# Cyanogen Mod



## supr2nr (Jun 12, 2011)

I have seen a lot of threads in the development section for building your own cyanogen builds from source, but to be honest I am just not that talented and I don't have another computer that I could set up linux to do so. Most of the cyanogen ROM's that have been posted have been from weeks ago. And although they work I hav experienced some strange issues with them such as notification tones randomly changing on their own and SD card becoming unreadable at moments.
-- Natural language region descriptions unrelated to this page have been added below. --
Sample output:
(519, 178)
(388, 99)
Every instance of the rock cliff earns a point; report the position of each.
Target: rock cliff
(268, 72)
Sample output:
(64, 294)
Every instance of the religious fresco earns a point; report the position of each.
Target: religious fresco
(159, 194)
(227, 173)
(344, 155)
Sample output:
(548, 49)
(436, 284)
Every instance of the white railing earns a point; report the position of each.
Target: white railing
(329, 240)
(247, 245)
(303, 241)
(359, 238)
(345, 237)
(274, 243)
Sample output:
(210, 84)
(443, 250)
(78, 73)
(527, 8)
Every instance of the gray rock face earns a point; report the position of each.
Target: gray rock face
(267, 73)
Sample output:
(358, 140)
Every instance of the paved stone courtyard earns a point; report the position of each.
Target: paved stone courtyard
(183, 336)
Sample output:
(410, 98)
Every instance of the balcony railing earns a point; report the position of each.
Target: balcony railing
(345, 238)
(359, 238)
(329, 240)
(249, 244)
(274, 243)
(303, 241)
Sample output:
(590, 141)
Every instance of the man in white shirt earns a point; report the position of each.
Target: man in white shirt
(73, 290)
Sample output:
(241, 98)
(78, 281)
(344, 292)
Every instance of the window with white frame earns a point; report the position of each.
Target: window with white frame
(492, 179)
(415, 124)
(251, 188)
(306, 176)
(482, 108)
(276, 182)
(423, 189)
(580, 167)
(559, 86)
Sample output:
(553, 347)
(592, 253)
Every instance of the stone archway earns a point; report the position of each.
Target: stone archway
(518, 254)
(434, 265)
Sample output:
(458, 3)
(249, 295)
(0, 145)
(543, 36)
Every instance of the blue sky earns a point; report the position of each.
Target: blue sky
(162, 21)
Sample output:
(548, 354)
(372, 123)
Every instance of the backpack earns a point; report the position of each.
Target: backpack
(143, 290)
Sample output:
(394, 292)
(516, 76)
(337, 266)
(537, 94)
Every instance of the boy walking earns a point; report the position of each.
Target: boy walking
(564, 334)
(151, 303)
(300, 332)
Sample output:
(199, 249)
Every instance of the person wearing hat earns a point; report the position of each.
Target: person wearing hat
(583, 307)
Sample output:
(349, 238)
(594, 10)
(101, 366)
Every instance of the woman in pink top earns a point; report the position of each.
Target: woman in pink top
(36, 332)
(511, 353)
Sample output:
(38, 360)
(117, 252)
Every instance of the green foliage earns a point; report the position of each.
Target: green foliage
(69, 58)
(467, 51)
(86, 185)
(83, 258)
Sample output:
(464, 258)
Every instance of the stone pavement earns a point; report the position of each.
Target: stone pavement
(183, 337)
Has anyone built a newer cyanogen mod build recently from source that is working really well that they wouldn't mind sharing with me or the community? Protek's 7.2.0 RC0 works well but like I said I have had a few issues so I as just wondering if anyone has gone beyond that

Thanks. And sorry if its a dumb or stupid request.


----------



## strongergravity (Jul 22, 2011)

Thundershed works great.
His hard drive died so its going to be a little bit before he gets his computer up & running to feed us an update. He is actively working with it.


----------



## mrtonk (Oct 11, 2011)

Liquid 3.2 works nicely, too.

Sent from my Thunderbolt using Tapatalk

"I went back to Sense when I realized how much work I was putting into making AOSP look like Sense."


----------



## supr2nr (Jun 12, 2011)

Thanks for the responses guys!


----------